I’m utterly excited about the prospect of fatherhood. But several years ago I couldn’t say the same.
Long before my wife and the fast-approaching due date of our first child, I found myself receiving a call I never wanted to answer. Faced with a decision I never wanted to make. A woman I wasn’t in love with was telling me she was pregnant. There was no Maury, studio audience or manila envelope containing DNA test results. Still, that didn’t change the fact that I was the father.
It was the worst possible news I could have heard at the time.
Two, maybe three, months earlier I could have been excited, but that’s not the word I would use to describe how I felt. Upset. Disappointed. Confused. Any one of those terms seemed more fitting. How could I be expected to have a child with a woman I didn’t even want to be in the same room with?
That’s not to say she was a bad person—we were just bad for each other. Not always, but right then and there that’s all that mattered. So after an awkward conversation we came to an even more awkward decision.
Abortion.
I don’t think either of us actually mustered up the courage to ever utter the word out loud, but it seemed like the only way out of a short-term relationship that had somehow created a long-term burden—one that neither of us was prepared to carry. We were too weak. Well, at least I know that I was.
I didn’t want to deal with this issue of my own making. I was supposed to be smarter than this. I should have known better than this. I wasn’t supposed to be in a situation like this. Still, here I was dealing with “this” by avoiding it in the worst way possible.
Rather than seeing what would have been my first child come to term I snuffed out your life. It was too soon to know if you were a boy or a girl; if you had my smile or her eyes. I had to detach myself from all emotions and not think of you as a small part of me. There’s no way I could think about any of that and still go through with this.
I tucked your brief existence far away in the recesses of my subconscious, while what remained of your still-forming body was violently sucked out of your mother’s womb and tossed into a biohazard bag to get tossed out with the day’s trash. At least that’s what I imagine happening as I didn’t have the courage to be there for your murder or even hold your mother’s hand through the process. I was a coward who hid behind a measly $300 ATM withdrawal and never looked back.
That’s not entirely true.
I’ve thought of you periodically over the years: Who you would have been, what our relationship would have been like, and what impact you would have had on my own life. But I never gave you an opportunity to manifest any of those things, and for that I’m truly sorry.
Sorry for being selfish and only thinking about myself. Sorry for my part in taking your life. Sorry for never giving us a chance. Sorry for choosing my future over yours.
As I finally prepare to face fatherhood head-on I’ve found myself thinking about you now more than ever.
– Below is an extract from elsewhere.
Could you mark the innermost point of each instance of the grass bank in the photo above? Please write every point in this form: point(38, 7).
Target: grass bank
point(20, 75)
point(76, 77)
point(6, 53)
I regret never getting the chance to meet you and giving you the choice of loving me or hating me like I had with my own father. I regret not giving you the opportunity of being an older brother/sister. I’m sure you would have been an amazing one and had so much love to share.
If there’s one thing that I want you to know is that I didn’t choose this forthcoming child over you. I can’t love one over the other. I’m just a man who’s made some poor decisions in his youth that wound up hurting you more than myself. I’ll have to live with the fact that I did you wrong forever. I hope that you can one day forgive me, but just know that I’ll never be able to forgive myself.